Praxe académica

Praxe académica, ou simplesmente praxe, consiste no conjunto de tradições, usos e costumes de uma comunidade académica portuguesa.

No que consiste

A praxe académica é um conjunto amplo de tradições, usos e costumes que se praticam e repetem ao longo dos anos no foro universitário, e cuja Alma Mater é Coimbra. Fortemente ligada ao conceito de praxe académica, está a tradição de integrar os caloiros na sua nova escola e nos próprios costumes, pelo que a praxe tem também um ritual iniciático fortemente hierarquizado. Esta ligação é forte de tal modo que por muitas vezes se confunde o conceito de praxe, que é o conjunto de todas as tradições e rituais com o de "gozo ao caloiro". Actualmente, as actividades de recepção ao Caloiro tem sofrido forte contestação e gerado enorme polémica, chegando a haver o instaurar de diversos processos-crime, em razão de práticas que, afinal de contas, nada têm a ver com os ritos iniciáticos da praxis académica.

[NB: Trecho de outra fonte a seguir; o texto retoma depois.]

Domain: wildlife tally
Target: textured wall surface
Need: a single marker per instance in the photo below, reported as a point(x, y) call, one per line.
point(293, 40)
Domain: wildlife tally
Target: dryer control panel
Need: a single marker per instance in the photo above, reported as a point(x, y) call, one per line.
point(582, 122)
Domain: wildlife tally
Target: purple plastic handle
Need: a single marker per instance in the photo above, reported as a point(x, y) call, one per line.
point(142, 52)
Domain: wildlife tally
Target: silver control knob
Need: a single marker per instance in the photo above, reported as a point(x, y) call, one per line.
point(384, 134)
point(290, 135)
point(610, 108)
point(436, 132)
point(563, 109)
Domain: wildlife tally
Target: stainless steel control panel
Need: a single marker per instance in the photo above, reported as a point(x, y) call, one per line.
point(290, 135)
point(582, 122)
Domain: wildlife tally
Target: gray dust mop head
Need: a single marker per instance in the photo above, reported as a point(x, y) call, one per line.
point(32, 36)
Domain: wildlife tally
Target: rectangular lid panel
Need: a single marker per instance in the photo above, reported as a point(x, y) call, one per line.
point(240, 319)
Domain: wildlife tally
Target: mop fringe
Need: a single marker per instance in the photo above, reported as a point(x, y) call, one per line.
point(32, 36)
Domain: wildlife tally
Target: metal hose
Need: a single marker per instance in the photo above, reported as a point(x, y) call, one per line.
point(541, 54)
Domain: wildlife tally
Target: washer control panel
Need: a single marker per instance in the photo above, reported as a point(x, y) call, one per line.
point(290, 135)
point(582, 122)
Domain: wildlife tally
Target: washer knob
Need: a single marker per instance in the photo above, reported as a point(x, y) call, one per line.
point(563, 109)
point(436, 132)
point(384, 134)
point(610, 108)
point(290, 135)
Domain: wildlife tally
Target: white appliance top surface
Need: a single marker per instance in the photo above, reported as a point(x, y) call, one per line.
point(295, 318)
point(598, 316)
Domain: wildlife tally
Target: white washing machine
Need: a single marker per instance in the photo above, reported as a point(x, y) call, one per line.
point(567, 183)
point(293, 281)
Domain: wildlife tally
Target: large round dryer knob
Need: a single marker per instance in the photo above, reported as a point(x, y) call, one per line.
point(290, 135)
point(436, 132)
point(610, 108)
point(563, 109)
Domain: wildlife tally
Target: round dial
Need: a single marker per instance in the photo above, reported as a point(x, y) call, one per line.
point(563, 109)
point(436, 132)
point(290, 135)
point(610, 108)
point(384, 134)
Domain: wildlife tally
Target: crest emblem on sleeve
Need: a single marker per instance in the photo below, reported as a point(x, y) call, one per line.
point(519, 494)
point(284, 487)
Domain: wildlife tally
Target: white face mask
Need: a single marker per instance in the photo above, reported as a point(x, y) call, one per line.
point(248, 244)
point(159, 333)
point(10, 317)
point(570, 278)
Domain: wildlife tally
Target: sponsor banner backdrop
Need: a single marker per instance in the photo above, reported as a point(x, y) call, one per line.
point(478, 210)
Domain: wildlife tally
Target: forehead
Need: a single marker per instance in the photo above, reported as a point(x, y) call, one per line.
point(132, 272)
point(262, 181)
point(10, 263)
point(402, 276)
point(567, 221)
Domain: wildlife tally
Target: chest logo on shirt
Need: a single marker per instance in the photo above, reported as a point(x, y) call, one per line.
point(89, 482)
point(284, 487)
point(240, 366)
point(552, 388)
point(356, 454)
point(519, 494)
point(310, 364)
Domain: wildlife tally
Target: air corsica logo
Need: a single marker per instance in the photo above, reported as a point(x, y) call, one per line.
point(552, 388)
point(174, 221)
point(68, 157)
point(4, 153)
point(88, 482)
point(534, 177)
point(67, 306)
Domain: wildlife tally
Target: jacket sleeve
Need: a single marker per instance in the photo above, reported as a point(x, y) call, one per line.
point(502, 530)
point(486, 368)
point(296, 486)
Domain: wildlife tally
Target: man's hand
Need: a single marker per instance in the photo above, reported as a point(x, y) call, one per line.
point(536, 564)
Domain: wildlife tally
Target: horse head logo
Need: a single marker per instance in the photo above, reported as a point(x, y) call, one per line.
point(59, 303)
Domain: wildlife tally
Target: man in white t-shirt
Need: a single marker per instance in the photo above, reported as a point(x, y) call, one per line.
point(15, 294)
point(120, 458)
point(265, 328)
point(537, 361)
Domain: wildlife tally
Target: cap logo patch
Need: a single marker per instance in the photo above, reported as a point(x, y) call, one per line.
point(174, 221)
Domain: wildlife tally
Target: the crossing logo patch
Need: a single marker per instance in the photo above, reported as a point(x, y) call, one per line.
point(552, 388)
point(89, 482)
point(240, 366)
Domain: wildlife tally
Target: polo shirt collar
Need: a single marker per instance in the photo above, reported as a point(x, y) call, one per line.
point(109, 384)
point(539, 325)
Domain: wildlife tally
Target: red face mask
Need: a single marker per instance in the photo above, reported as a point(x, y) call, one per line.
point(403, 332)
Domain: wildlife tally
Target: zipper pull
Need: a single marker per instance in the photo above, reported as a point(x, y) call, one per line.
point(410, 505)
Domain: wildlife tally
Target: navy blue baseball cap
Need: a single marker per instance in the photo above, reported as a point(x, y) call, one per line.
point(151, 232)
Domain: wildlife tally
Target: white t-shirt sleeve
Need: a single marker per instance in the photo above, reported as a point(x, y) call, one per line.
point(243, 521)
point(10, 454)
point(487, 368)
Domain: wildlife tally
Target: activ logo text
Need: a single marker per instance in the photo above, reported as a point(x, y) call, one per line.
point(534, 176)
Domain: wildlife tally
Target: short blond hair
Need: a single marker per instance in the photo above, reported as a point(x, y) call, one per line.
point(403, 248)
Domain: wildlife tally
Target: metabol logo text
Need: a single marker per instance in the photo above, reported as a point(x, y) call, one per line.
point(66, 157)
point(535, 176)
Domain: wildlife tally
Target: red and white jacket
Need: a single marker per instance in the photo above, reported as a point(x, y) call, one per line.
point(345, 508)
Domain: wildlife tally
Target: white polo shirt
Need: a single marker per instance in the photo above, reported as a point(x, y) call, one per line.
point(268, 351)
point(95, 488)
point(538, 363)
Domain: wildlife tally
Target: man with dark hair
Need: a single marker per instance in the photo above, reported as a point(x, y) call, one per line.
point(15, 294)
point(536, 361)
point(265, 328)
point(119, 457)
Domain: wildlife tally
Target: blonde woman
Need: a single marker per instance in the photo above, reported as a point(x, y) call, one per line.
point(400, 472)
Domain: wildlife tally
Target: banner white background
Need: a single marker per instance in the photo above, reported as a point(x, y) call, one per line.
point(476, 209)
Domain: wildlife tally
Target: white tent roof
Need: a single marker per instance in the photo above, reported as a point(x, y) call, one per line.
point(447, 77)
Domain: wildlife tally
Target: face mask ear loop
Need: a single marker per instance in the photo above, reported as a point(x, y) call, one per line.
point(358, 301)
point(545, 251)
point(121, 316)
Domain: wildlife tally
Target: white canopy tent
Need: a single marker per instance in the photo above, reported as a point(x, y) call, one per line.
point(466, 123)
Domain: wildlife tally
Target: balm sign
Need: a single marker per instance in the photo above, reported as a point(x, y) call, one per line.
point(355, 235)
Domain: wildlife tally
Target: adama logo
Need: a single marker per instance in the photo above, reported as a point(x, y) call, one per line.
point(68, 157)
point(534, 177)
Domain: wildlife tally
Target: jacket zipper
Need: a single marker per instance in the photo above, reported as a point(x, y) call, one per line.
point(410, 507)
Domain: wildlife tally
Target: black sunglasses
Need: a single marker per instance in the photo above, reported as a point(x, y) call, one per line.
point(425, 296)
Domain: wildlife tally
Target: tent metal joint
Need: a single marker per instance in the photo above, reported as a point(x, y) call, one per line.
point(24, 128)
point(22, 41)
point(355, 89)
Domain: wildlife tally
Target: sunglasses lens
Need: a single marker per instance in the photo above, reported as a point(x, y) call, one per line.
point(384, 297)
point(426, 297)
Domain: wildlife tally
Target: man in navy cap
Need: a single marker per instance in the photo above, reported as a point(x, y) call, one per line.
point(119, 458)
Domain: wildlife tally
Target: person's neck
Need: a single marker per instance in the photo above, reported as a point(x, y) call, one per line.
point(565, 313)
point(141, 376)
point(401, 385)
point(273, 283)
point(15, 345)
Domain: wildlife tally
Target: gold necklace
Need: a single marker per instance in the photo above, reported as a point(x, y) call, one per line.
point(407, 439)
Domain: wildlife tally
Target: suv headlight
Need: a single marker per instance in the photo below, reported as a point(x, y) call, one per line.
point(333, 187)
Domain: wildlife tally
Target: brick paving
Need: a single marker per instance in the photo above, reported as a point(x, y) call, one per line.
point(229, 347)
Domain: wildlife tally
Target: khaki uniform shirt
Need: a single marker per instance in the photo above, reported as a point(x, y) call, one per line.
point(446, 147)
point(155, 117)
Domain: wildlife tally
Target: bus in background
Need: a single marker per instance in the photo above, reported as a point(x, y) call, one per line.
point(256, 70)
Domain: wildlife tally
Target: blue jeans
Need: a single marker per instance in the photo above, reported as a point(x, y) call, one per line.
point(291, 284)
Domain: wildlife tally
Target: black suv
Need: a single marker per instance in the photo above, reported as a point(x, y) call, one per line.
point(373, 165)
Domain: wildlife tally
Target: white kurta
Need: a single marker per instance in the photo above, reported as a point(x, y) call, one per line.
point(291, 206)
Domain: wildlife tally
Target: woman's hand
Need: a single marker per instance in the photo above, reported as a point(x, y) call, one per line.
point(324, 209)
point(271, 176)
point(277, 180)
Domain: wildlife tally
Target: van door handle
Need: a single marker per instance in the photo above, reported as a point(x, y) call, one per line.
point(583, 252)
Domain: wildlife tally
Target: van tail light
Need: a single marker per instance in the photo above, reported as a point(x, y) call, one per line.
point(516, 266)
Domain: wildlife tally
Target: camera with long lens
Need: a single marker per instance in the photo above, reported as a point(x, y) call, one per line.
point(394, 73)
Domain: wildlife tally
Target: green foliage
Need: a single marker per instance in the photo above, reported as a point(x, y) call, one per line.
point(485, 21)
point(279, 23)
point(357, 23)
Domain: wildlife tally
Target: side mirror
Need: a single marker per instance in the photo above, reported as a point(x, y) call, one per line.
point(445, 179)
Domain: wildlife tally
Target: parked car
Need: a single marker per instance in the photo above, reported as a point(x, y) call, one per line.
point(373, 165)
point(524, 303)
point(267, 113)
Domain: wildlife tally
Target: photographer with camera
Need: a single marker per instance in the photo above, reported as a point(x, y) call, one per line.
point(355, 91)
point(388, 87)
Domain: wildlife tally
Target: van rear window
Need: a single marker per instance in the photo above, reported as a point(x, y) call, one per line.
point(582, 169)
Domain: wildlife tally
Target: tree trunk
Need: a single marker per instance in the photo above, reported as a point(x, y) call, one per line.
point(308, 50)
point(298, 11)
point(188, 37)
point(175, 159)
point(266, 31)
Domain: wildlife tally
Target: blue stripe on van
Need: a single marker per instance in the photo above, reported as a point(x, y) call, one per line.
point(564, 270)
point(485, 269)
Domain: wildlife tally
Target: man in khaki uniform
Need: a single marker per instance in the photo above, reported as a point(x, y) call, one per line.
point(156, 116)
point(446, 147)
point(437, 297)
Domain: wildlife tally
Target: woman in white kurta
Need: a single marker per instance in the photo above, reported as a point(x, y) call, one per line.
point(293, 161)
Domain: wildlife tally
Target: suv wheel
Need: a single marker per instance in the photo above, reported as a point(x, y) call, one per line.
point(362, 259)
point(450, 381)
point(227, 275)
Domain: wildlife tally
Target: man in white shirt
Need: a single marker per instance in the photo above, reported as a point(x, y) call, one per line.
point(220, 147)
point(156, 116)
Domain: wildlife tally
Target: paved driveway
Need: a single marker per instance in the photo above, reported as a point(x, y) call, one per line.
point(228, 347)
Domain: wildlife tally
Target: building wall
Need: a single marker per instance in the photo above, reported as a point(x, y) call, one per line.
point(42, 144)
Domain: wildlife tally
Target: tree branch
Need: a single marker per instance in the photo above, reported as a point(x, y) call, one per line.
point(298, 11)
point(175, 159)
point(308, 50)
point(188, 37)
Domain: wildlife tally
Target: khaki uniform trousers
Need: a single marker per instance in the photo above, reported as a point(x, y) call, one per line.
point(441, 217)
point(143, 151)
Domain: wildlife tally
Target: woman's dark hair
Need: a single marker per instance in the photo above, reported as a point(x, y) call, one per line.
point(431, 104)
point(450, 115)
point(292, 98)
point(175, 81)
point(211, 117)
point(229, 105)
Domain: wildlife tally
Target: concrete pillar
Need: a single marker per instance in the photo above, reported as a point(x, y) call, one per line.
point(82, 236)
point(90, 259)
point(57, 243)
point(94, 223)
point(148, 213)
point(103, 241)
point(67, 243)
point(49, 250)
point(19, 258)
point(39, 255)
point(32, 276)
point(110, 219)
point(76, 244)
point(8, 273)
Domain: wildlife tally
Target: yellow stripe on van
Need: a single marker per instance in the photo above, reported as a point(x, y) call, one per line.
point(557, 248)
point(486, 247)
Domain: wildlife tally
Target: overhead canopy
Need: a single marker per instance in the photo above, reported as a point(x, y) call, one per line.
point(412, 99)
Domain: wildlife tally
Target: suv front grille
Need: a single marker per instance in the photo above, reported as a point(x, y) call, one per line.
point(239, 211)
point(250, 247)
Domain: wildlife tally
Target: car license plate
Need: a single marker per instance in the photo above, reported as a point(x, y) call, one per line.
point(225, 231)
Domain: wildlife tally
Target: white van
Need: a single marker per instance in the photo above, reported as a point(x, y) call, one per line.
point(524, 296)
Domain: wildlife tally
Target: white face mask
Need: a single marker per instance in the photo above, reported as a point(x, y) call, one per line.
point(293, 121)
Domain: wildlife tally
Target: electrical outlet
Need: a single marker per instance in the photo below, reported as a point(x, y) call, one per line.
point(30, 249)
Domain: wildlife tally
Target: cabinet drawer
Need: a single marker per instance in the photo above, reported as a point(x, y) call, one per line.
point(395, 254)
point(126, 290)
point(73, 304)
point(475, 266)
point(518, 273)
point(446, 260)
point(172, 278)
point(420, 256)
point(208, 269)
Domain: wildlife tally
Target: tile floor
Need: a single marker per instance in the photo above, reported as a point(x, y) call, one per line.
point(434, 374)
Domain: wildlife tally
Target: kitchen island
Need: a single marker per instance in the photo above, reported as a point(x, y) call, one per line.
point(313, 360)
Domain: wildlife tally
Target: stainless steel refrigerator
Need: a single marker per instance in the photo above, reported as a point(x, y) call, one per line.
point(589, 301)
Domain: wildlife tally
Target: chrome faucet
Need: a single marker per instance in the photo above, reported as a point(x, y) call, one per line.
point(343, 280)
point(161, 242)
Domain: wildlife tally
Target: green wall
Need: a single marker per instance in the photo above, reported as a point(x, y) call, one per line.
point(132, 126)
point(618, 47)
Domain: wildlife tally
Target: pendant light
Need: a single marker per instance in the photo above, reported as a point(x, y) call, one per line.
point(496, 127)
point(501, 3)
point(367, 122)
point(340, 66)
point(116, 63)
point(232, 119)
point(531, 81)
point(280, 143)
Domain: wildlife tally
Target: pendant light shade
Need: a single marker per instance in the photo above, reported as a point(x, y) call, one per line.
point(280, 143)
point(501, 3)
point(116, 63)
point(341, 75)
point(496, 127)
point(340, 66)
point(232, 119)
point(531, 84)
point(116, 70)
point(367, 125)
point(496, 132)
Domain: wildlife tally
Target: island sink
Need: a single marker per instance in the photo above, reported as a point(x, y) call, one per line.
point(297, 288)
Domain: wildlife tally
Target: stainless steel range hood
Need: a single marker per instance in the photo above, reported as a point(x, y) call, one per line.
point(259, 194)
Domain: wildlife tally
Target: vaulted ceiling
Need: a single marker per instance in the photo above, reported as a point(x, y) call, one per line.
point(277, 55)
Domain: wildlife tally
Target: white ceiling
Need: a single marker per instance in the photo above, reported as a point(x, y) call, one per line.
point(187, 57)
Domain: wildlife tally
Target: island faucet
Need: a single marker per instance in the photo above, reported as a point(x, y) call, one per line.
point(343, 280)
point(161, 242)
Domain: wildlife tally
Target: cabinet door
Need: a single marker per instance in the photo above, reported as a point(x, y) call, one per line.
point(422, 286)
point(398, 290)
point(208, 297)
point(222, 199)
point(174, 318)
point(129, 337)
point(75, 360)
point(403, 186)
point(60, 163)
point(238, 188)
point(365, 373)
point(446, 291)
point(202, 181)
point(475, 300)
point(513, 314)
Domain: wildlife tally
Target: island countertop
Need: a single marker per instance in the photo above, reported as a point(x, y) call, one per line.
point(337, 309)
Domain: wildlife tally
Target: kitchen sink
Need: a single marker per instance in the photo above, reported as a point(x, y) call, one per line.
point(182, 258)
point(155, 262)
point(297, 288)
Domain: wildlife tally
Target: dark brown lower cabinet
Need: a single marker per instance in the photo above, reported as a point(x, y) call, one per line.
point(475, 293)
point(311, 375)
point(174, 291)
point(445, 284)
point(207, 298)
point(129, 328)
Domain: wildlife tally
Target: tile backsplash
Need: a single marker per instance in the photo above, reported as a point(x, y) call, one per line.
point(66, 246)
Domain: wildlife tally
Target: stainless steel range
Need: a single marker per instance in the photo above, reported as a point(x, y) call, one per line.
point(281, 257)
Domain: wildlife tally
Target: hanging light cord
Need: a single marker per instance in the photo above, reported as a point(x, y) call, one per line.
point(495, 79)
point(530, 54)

Associado à praxe académica, está o mote Dura Praxis, Sed Praxis - a praxe é dura, mas é praxe! - baseada no mote latino Dura Lex, Sed Lex .

Origens

A actual praxe académica surge na Universidade de Coimbra. Tem como base uma jurisdição especial (o "foro académico", distinto da "lei civil"), a qual era aplicada por um corpo policial próprio - os Archeiros - sob tutela das autoridades universitárias. O seu papel era o de zelar pela ordem no campus e fazer cumprir as horas de estudo e recolher obrigatório por alunos e professores, sob pena de prisão, sobrepondo-se às autoridades policiais civis. Também tinha a incumbência de evitar a entrada na Universidade dos habitantes da cidade que não fossem estudantes ou professores.

Em 1727, devido à morte de um aluno, D. João V proíbe as investidas feitas pelos veteranos (qualquer aluno com mais de uma matrícula na Universidade): "Hey por bem e mando que todo e qualquer estudante que por obra ou palavra ofender a outro com o pretexto de novato, ainda que seja levemente, lhe sejam riscados os cursos."

No século XIX, o termo "investida" dá lugar aos termos "caçoada" e "troça". Os episódios de violência sucedem-se, com os novos alunos a serem rapados ou obrigados a cantar e a dançar e chega mesmo a haver confrontos físicos com os mais velhos.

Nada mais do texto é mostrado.